A gestão rural pode perder dinheiro mesmo quando os indicadores parecem positivos.
Uma lavoura pode apresentar boa produtividade, o rebanho pode atingir resultados satisfatórios e a operação pode cumprir o planejamento. Ainda assim, atrasos, deslocamentos desnecessários, máquinas ociosas, falhas de comunicação e desperdícios silenciosos podem reduzir a margem operacional sem aparecer claramente nos relatórios.
É nesse ponto que o Gemba no agronegócio se torna uma ferramenta estratégica.
A prática aproxima a gestão da realidade operacional e permite observar como o trabalho acontece no campo, no curral, no armazém, na oficina e nos demais pontos onde o valor é produzido. Em vez de tomar decisões apenas com base em planilhas e indicadores consolidados, o gestor passa a analisar os processos diretamente na origem.
O objetivo não é fiscalizar pessoas. É compreender o funcionamento da operação, identificar causas de ineficiência e transformar observações em melhorias mensuráveis.

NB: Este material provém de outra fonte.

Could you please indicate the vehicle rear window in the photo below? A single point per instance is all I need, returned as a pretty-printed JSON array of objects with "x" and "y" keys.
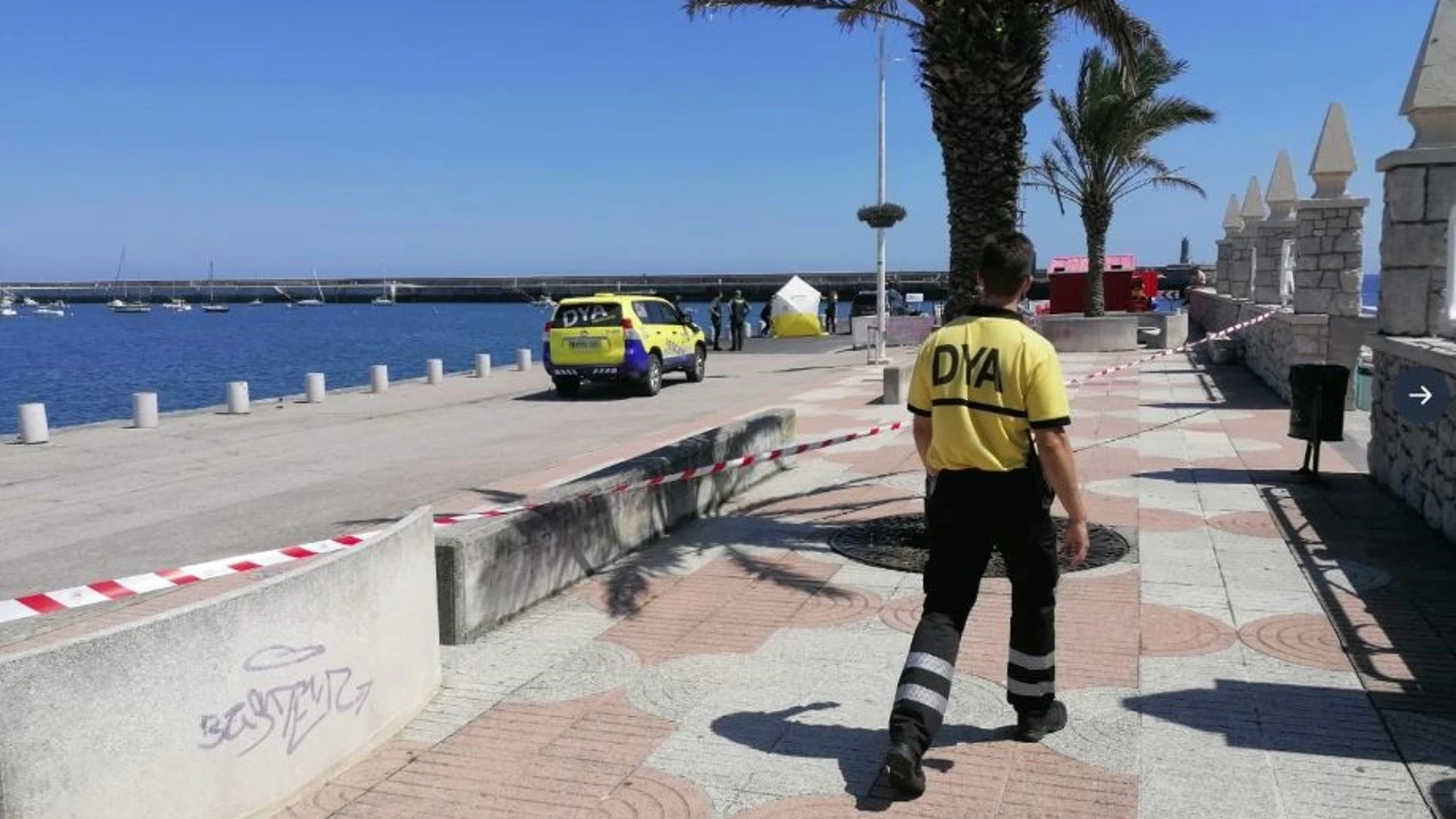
[{"x": 587, "y": 315}]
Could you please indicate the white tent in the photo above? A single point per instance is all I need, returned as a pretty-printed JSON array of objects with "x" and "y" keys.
[{"x": 795, "y": 310}]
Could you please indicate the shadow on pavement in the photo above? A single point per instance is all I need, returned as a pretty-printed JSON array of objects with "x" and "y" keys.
[
  {"x": 1383, "y": 578},
  {"x": 859, "y": 751}
]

Quando aplicado com método, o Gemba, pode contribuir para reduzir custos por hectare, melhorar o aproveitamento das máquinas, diminuir perdas produtivas e aumentar a rentabilidade da propriedade.
O que é Gemba e por que essa prática funciona no campo?

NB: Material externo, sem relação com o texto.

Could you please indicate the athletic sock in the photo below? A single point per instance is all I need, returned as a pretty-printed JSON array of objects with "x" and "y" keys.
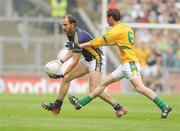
[
  {"x": 58, "y": 103},
  {"x": 117, "y": 106},
  {"x": 160, "y": 103},
  {"x": 85, "y": 100}
]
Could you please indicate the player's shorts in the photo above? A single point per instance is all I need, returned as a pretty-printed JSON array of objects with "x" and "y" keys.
[
  {"x": 129, "y": 70},
  {"x": 95, "y": 65}
]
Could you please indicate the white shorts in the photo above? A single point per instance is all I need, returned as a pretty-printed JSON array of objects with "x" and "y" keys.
[
  {"x": 129, "y": 70},
  {"x": 95, "y": 65}
]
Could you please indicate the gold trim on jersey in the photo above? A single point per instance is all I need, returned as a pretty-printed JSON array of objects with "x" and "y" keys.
[
  {"x": 94, "y": 53},
  {"x": 104, "y": 38}
]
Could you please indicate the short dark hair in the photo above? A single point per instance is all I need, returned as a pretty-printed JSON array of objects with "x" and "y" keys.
[
  {"x": 71, "y": 19},
  {"x": 115, "y": 13}
]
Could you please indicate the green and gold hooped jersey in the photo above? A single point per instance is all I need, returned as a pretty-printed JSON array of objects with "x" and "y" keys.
[{"x": 122, "y": 36}]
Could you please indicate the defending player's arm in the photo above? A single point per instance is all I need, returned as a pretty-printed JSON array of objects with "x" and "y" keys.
[{"x": 105, "y": 40}]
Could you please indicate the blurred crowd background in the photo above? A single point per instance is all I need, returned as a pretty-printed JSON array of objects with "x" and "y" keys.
[{"x": 30, "y": 35}]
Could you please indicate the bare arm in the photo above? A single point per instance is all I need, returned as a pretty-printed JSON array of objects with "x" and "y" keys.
[
  {"x": 76, "y": 57},
  {"x": 87, "y": 44},
  {"x": 67, "y": 56}
]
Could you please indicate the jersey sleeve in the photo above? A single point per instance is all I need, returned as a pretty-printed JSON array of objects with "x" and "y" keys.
[{"x": 105, "y": 40}]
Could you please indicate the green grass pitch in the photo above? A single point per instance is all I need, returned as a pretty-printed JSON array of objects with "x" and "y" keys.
[{"x": 24, "y": 113}]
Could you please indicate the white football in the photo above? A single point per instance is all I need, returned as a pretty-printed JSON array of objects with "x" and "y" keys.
[{"x": 53, "y": 68}]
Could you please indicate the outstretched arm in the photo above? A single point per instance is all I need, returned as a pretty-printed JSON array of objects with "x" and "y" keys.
[
  {"x": 67, "y": 56},
  {"x": 76, "y": 57},
  {"x": 105, "y": 40},
  {"x": 87, "y": 44}
]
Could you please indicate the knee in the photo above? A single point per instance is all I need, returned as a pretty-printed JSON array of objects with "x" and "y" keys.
[
  {"x": 140, "y": 88},
  {"x": 66, "y": 78}
]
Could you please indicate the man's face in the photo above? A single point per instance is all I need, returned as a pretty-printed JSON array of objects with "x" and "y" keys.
[
  {"x": 66, "y": 26},
  {"x": 109, "y": 20}
]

A expressão “Gemba” tem origem japonesa e representa o local onde o trabalho acontece e onde o valor é gerado.
Em uma propriedade rural, esse local pode ser:
- um talhão durante o plantio;
- a frente de colheita;
- o curral de manejo;
- a sala de ordenha;
- o confinamento;
- o barracão de máquinas;
- a unidade de armazenagem;
- o ponto de carregamento;
- a área de preparo e distribuição de insumos.
O Gemba é a prática organizada de visitar esses ambientes para observar processos, conversar com as pessoas envolvidas e identificar oportunidades de melhoria.
A diferença está na intenção.
Uma visita informal ao campo pode gerar percepções importantes, mas o Gemba possui objetivo definido, critérios de observação e acompanhamento das ações posteriores. A atividade deixa de ser uma simples inspeção e passa a integrar o sistema de gestão da fazenda.
Os dados mostram o que aconteceu. A observação direta ajuda a compreender como aconteceu e por que aconteceu.
Essa combinação melhora a qualidade das decisões.
Relatórios mostram resultados, mas o campo revela as causas
Indicadores financeiros e operacionais são indispensáveis para administrar uma empresa rural. Custo por hectare, consumo de combustível, produtividade, taxa de lotação, ganho médio diário e margem operacional ajudam a acompanhar o desempenho.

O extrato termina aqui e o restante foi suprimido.